Beynin bilgisayarlı tomografisi, hipodens alanların varlığını gösterir. Kontrast uygulamasından sonra, değişiklikler lateral ventriküllerin ön boynuzlarının yanında ve talamus ve kaudat çekirdeklerin çevresinde de görülebilir. İç kapsülün ön bacakları ve kavisli subkortikal lifler de söz konusudur.
Beynin manyetik rezonans görüntüleri, her iki yarım kürede de simetrik olarak artan sinyal yoğunluğuna sahip alanların varlığı ile karakterize edilir.

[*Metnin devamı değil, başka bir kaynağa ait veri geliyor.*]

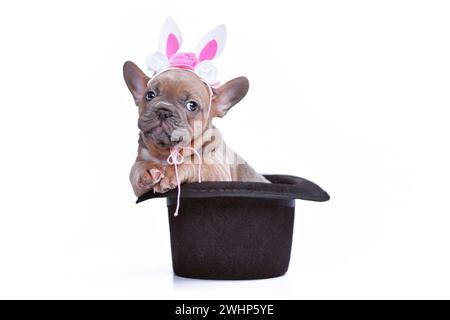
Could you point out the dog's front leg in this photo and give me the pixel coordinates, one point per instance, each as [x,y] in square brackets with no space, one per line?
[144,175]
[186,172]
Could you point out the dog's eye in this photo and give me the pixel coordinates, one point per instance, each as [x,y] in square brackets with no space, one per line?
[192,106]
[150,95]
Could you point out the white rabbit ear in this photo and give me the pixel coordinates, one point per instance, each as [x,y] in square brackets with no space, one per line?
[212,45]
[170,39]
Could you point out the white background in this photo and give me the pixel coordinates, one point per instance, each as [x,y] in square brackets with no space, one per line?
[351,94]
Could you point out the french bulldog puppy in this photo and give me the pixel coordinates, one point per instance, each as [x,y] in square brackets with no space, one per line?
[176,110]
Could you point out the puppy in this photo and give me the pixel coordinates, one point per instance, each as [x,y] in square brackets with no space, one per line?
[175,110]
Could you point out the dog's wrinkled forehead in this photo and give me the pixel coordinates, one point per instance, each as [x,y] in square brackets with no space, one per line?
[178,82]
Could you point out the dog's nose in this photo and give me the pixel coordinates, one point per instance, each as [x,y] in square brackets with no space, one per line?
[164,113]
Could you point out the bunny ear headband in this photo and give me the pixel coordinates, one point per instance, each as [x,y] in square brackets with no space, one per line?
[169,57]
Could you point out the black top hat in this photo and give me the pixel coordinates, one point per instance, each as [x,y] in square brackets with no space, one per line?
[235,230]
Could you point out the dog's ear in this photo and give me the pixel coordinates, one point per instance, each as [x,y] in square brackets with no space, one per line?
[136,80]
[228,95]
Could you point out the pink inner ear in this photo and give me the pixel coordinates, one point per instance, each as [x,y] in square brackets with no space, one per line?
[172,45]
[209,51]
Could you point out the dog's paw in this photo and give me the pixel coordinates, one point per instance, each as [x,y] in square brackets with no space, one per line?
[149,178]
[166,183]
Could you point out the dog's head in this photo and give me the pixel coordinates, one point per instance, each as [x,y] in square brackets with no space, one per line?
[176,103]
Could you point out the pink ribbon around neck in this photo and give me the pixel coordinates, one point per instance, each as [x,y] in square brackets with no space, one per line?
[176,158]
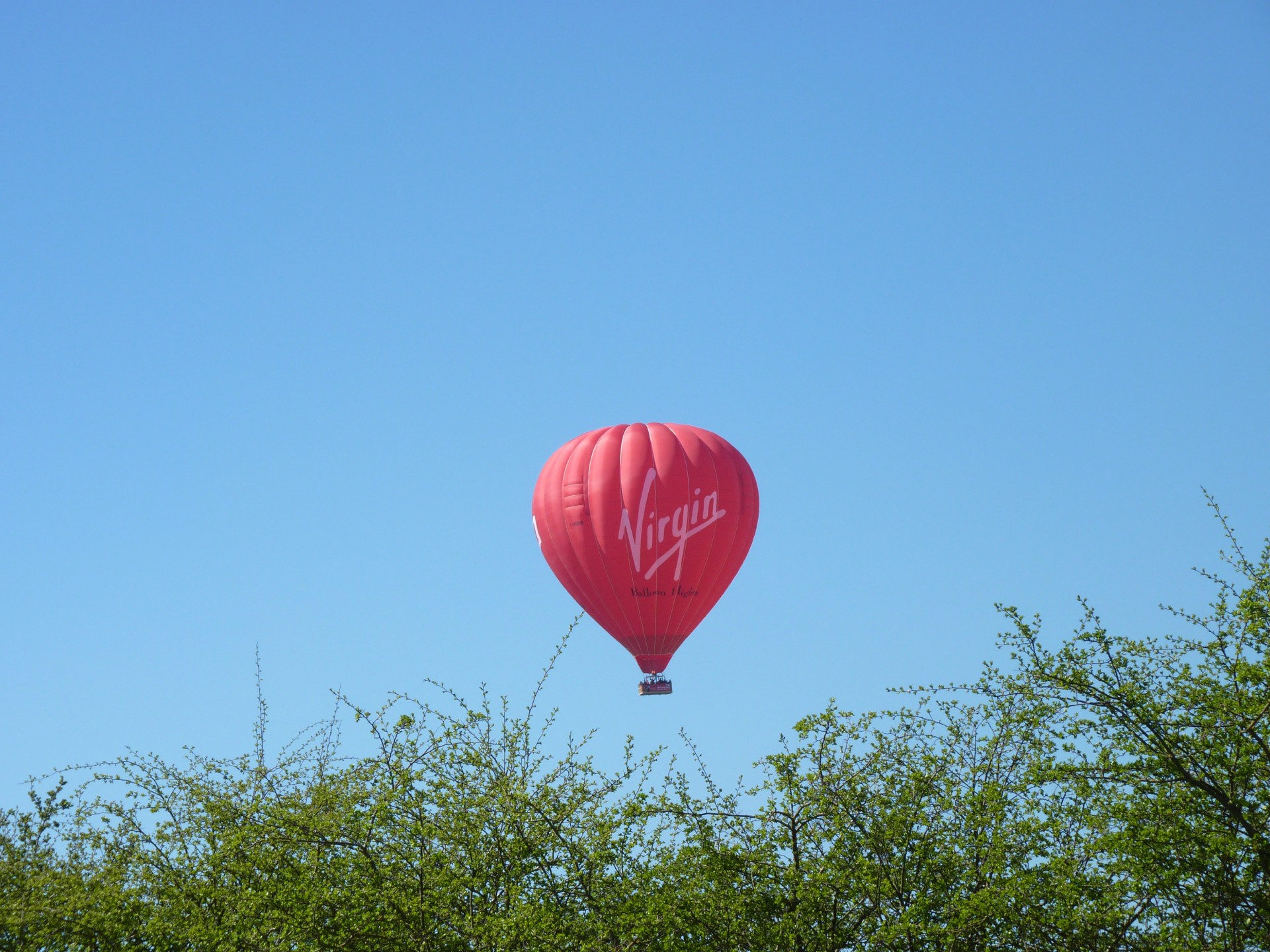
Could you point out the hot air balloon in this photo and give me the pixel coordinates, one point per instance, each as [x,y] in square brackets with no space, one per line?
[646,526]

Lezyonlar genellikle frontal loblarda bulunur, arkuat lifleri işgal eder ve fronto-oksipital yönde yayılır. Oksipital lobların beyaz cevheri ve korpus kallozumun dizleri nispeten iyi korunmuştur. Genellikle, hastalık süreci beyincik ve beyin sapını içermez.
Alexander hastalığı: tedavi
Ne yazık ki, İskender'in lökodistrofi için nedensel bir tedavi yoktur. Bu hastalığın bilinmeyen metabolik kusuru nedeniyle, doğum öncesi testler, gelişmekte olan fetüste hastalığa sahip olup olmadığına cevap vermez. Bir çocuğun İskender hastalığıyla doğduğu bir ailede, başka bir çocukta tekrarlama riskinin yaklaşık% 25 olduğunu unutmayın.